Friday, June 23, 2006


Yesterday’s post discussed how valuation discrepancies in a capitalization-weighted portfolio overweight overvalued stocks and underweight undervalued stocks. Since many investors have a large amount of their money in S&P 500 capitalization-weighted index funds, most investors are subject to this misallocation.

As stated by Rob Arnott in my post from yesterday:

Now if every asset is trading above or below its true fair value, then any index that is capitalization-weighted (price-weighted or valuation-weighted) is automatically going to have us overexposed to every single asset that's trading above its true fair value and underexposed to every single asset that's trading below its true fair value.[i]


There are several ways to overcome this misallocation.

1. Use non-capitalization weighted indices.
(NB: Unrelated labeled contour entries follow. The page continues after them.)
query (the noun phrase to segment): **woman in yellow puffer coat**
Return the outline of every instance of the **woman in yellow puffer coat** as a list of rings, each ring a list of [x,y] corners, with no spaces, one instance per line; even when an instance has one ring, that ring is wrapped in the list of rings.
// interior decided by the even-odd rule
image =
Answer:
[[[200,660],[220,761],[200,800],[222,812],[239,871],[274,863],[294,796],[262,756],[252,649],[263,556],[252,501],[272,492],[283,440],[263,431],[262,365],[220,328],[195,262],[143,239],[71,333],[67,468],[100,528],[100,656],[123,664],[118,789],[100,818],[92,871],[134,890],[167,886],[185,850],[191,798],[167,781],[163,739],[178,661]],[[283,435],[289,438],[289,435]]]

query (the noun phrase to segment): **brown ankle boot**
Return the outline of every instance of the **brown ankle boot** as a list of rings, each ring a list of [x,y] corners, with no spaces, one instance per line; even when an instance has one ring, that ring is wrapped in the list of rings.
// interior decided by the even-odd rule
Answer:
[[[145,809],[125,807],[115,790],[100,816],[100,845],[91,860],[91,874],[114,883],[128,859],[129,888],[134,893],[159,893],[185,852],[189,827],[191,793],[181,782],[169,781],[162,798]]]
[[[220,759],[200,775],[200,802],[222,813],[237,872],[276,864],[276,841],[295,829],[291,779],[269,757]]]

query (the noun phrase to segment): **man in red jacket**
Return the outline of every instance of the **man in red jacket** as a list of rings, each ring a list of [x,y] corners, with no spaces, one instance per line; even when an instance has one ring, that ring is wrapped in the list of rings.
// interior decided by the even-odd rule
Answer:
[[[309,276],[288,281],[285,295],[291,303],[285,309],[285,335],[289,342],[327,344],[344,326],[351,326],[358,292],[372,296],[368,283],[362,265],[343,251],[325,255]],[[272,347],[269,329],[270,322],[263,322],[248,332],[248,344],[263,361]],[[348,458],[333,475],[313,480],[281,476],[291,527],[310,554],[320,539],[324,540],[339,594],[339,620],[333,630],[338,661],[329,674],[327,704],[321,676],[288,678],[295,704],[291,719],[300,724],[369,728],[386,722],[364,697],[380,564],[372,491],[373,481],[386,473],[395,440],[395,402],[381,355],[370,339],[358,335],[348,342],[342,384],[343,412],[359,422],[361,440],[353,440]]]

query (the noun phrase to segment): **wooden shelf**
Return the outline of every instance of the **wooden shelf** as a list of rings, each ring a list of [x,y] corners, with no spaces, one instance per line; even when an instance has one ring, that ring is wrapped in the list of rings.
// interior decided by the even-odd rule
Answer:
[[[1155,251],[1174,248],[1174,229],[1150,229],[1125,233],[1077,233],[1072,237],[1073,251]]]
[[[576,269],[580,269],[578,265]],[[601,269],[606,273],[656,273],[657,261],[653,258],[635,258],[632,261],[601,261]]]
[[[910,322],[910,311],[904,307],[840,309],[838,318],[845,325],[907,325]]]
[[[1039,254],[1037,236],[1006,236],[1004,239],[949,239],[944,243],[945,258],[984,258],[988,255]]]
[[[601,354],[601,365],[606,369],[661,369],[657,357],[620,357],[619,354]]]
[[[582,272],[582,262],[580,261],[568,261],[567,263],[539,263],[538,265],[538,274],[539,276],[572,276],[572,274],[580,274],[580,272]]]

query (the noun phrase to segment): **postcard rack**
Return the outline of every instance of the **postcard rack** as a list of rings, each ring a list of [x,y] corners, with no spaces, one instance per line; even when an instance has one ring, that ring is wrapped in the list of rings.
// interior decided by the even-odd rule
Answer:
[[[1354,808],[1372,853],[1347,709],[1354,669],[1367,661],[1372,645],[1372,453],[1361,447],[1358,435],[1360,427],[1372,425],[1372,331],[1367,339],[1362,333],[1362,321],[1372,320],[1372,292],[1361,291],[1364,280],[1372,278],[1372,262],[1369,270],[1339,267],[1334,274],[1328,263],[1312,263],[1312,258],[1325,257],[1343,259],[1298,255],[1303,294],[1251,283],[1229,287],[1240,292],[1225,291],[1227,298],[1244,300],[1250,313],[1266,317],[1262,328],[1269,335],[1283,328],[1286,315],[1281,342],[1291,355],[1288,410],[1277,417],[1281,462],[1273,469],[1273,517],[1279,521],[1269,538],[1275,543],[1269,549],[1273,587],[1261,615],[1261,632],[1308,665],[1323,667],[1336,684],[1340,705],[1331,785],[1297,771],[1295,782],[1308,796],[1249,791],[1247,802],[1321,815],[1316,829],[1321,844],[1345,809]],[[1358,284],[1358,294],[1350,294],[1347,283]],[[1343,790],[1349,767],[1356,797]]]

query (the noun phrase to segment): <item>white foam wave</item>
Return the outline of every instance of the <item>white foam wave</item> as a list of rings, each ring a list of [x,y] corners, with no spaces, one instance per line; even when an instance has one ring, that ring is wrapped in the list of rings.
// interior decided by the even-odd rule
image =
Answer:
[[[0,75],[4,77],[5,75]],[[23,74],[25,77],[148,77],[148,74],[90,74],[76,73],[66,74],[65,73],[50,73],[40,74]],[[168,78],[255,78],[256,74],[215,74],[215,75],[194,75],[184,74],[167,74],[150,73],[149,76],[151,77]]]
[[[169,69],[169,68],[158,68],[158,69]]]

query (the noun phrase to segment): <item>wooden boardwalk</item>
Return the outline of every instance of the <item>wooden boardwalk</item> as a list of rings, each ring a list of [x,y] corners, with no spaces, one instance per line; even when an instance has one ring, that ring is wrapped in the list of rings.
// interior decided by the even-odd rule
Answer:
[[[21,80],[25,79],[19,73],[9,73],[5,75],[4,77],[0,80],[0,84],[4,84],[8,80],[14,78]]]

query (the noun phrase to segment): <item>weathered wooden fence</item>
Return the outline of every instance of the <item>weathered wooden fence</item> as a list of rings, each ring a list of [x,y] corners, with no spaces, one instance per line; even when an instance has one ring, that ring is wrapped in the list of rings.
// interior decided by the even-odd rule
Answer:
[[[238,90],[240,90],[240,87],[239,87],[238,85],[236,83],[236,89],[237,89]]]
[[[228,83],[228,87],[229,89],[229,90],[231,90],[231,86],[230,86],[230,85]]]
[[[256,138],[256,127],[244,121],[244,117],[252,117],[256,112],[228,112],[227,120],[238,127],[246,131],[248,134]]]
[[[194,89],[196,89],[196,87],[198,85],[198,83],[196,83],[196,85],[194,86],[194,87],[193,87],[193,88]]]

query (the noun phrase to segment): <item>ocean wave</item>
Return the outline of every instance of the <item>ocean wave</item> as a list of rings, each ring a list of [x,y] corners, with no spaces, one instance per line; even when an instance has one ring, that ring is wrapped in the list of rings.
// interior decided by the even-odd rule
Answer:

Arnott suggests indexes based upon non-valuation factors such as book value, cash flow, revenue, ECT. Pick, for example the 500 largest stocks based upon book value or the 500 companies that have the largest work force. Arnott includes studies that demonstrate that indices based upon these non-valuation metrics outperformed the capitalization-weighted S&P 500 index.[ii]

Does it work? You bet. The graph below shows that the thousand largest by capitalization over the past 43 years, the red line, would have taken every dollar you invested and turned it into 70 dollars. Well that's awesome, that's what a quarter-century bull market from '75 to '99 does -- the biggest bull market in US capital markets history.

Taking a dollar to seventy dollars is remarkable. But if you use any of these other measures, any of them, you do roughly twice as well. In fact a little better than twice as well for the average: 160 dollars for every dollar at starting value. It's a huge gap. Look also at what happened after '99. The S&P 500 is still down 10 percent in total return including income. Fundamentally weighted indexes: up 30 percent.

Why does it work? A capitalization-weighed index has a bias toward large stocks that cost more, or have larger market capitalization. Many of these stocks are overvalued and as a result, such a portfolio is over weighted with overvalued stocks. Similarly, these capitalization-weighted indices are under weighted in undervalued stock. If you change the mix to a different measurable selection criterion, you remove this return-killing bias.

2. Value-based investments. John Mauldin, the publisher of the “Thoughts from the Frontline”, proposes value stocks and other instruments to overcome this bias. A value based investing technique seeks out undervalued stocks and holds them until the market recognizes their value. Value investing is a valid and effective methodology in a Bull Market or a neutral market. But in a Bear market, a value investment will still fall with the rest of the market. Not by as much, and there may be some winners in the portfolio. But it is still swimming against the momentum of the market.

3. Relative Strength, Momentum based investing as practiced by the Author. This approach is an absolute return methodology and seeks to NEVER lose money. We follow the market. When it moves up, we buy the strongest moving investments and hold them until they slow. We get out near the top and avoid the steep pullbacks. When the market is in a sideways movement, we hold cash. When the market is in decline, we hold cash and some investments that move inverse to the market. This methodology avoids the entire “Noisy Market”[iii] problem. In fact, we use the “Noise” to our advantage and avoid the downside of inefficient pricing “Noise”.

Today’s post and yesterday’s post discuss a matter that further discredits a “buy and hold” methodology. It is just one more reason to spend more time in the Desert of the Real!